Druid's Glen
- 53°05′36″N 6°04′43″W﻿ / ﻿53.0932°N 6.0785°W

Club information
- Location: Newtownmountkennedy, County Wicklow, Ireland
- Established: 1995, 31 years ago
- Type: Private
- Tota holes: 36
- Tournaments: Seve Trophy - (2002) Irish Open (1996–99)
- Website: druidsglenresort.com

Druids Glen - (1995)
- Par: 71
- Length: 7,046 yards (6,443 m)

= Druids Glen =

Golf resort in County Wicklow, Ireland

Druid's Glen is a hotel and golf resort in Newtownmountkennedy, Republic of Ireland, situated about 35 km south of Dublin in County Wicklow. The resort consists of the 5-star Druid's Glen Hotel & Country Club, two championship golf courses, and Woodstock House, the clubhouse at Druid's Glen.
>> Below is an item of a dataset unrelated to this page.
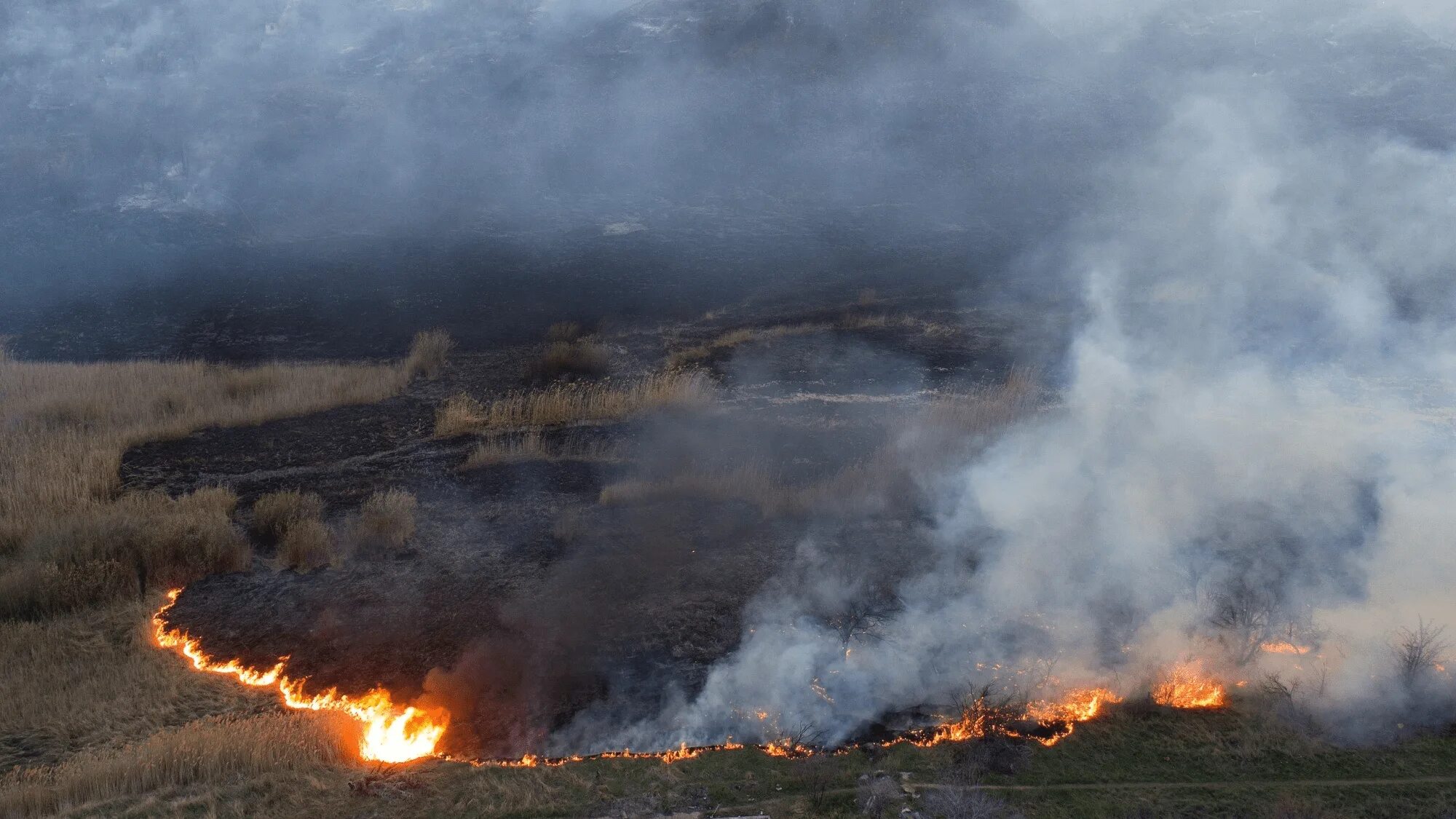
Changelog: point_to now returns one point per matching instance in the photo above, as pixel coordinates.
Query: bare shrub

The "Druids Glen Golf Course", opened in 1995, and was the venue for the Irish Open between 1996 and 1999, and the 2002 Seve Trophy. The second course on the site is the "Druids Heath Golf Course", which opened in 2003 and has hosted 'the Irish PGA'.

Druids Glen has now been reconstructed on HB studios The Golf Club Game on PS4, Xbox1 and PC via Steam in 2015.